Donald Trump Urges Republicans to Let US Default on Debt if Democrats Don’t Agree to Spending Cuts
Former U.S. President Donald Trump has urged Republican lawmakers to let the U.S. default on its debt obligations if the Democrats do not agree on “massive” spending cuts. Trump, who is also running for president in 2024, stressed that letting the U.S. default is “better than what we’re doing right now because we’re spending money like drunken sailors.”
Donald Trump’s Advice on U.S. Default
Former President and 2024 Republican presidential candidate Donald Trump has advised Republican lawmakers to let the United States default on its debt obligations if Democrats do not agree to spending cuts.
Trump was asked during a televised CNN Town Hall on Wednesday for his advice to Republicans on the possibility of the U.S. defaulting on its debt obligations. He said:
I say to the Republicans out there — congressmen, senators — if they don’t give you massive cuts, you’re going to have to do a default.
The former U.S. president added: “I don’t believe they’re going to do a default because I think the Democrats will absolutely cave, because you don’t want to have that happen.”
Trump, who announced in November last year that he is running for president again in 2024, stressed:
But, it’s better than what we’re doing right now because we’re spending money like drunken sailors.
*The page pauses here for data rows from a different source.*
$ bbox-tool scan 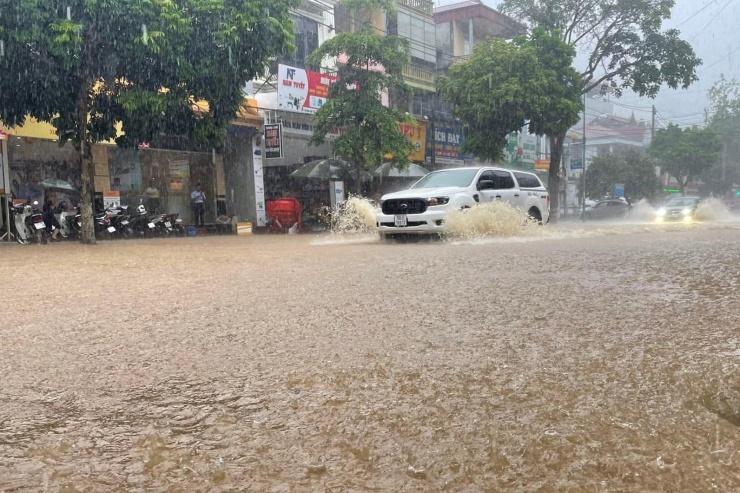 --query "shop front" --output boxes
[263,111,333,230]
[0,98,262,229]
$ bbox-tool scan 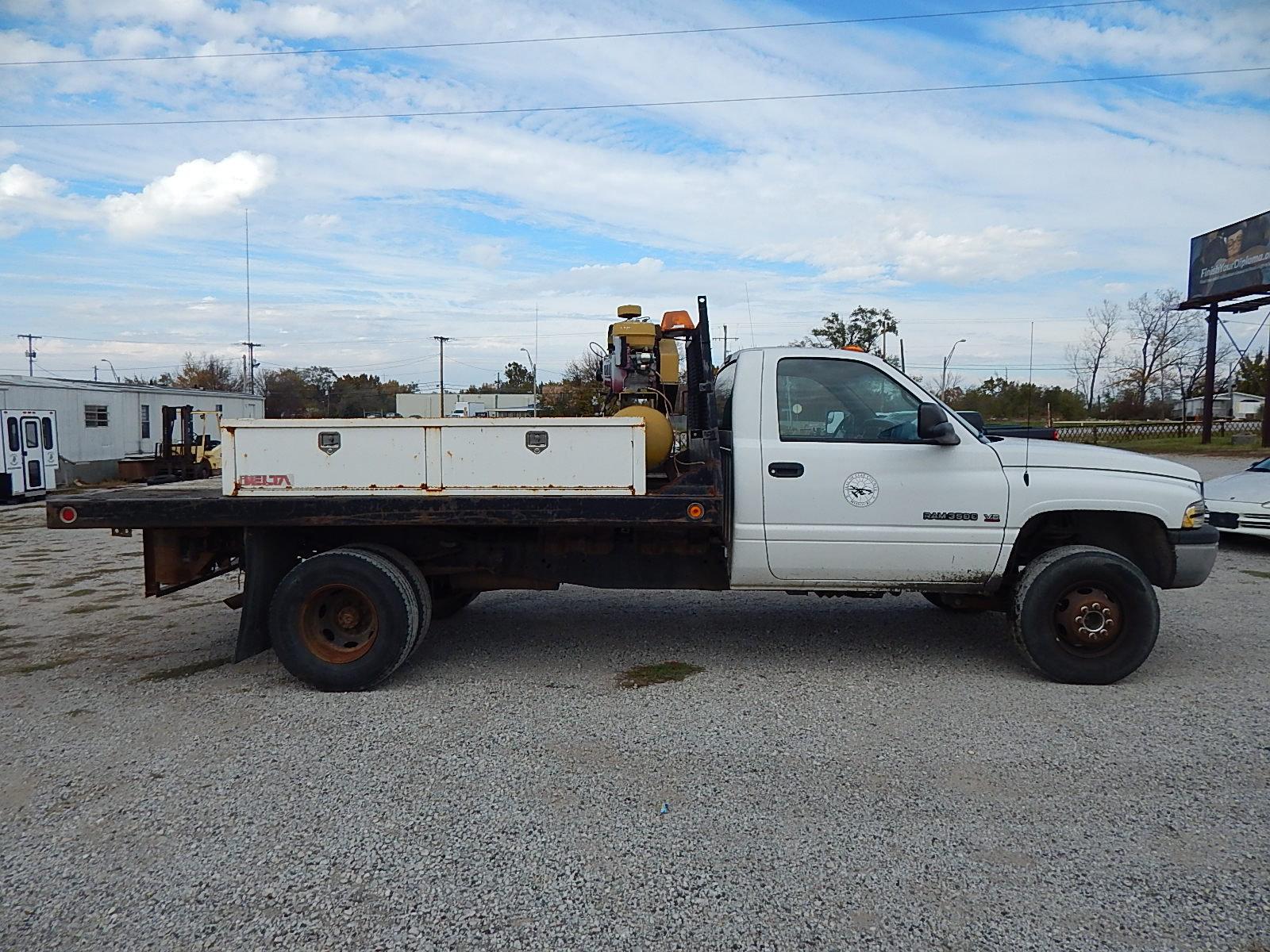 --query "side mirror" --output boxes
[917,404,961,447]
[956,410,988,433]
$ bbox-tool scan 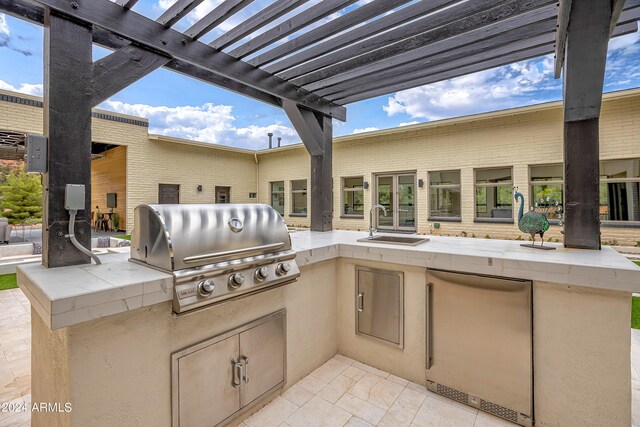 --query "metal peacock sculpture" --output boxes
[513,187,559,249]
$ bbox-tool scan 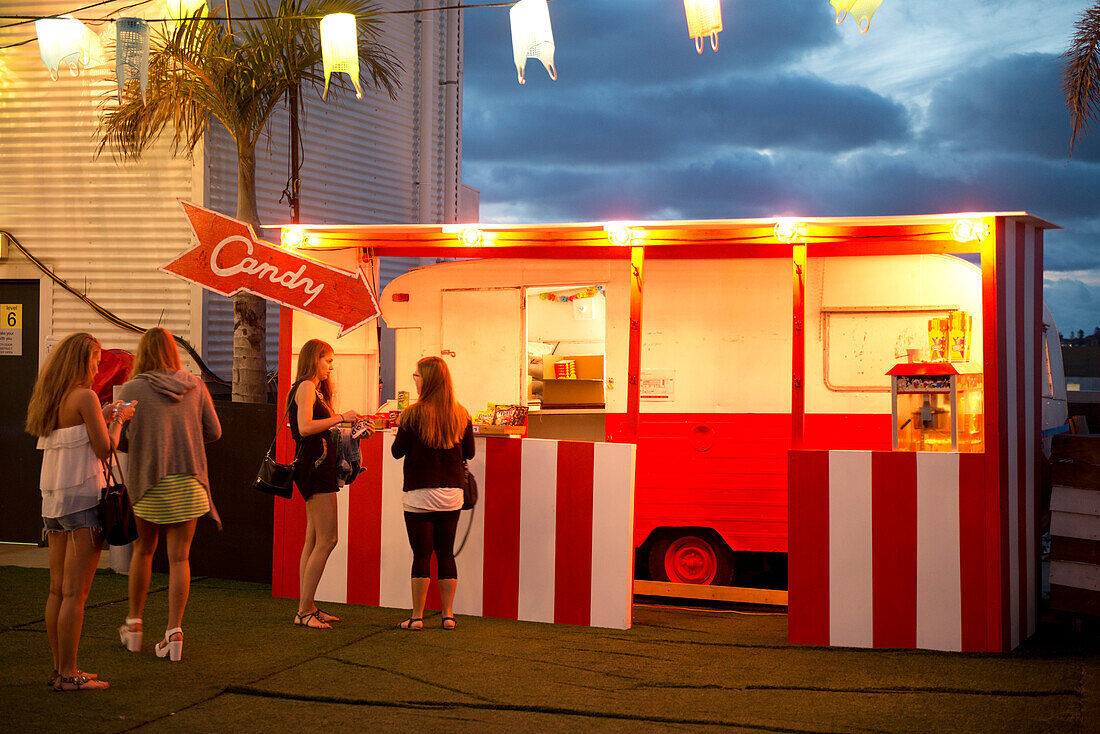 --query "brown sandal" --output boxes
[54,672,110,692]
[46,668,99,688]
When pressed to clarify if he believes that “the U.S. should default if the White House does not agree to the spending cuts,” Trump promptly answered:
Well, you might as well do it now, because you’ll do it later. Because we have to save this country. Our country is dying. Our country is being destroyed by stupid people, by very stupid people.
Trump has issued multiple warnings regarding the U.S. economy and the U.S. dollar in recent months. He claimed last month that the USD is crashing and “will soon no longer be the world standard.” He also warned that “we are very close” to World War III.
U.S. Treasury Secretary Janet Yellen has informed lawmakers that the Treasury Department may not be able to pay all of the government’s bills as early as June 1 “if Congress does not raise or suspend the debt limit before that time.”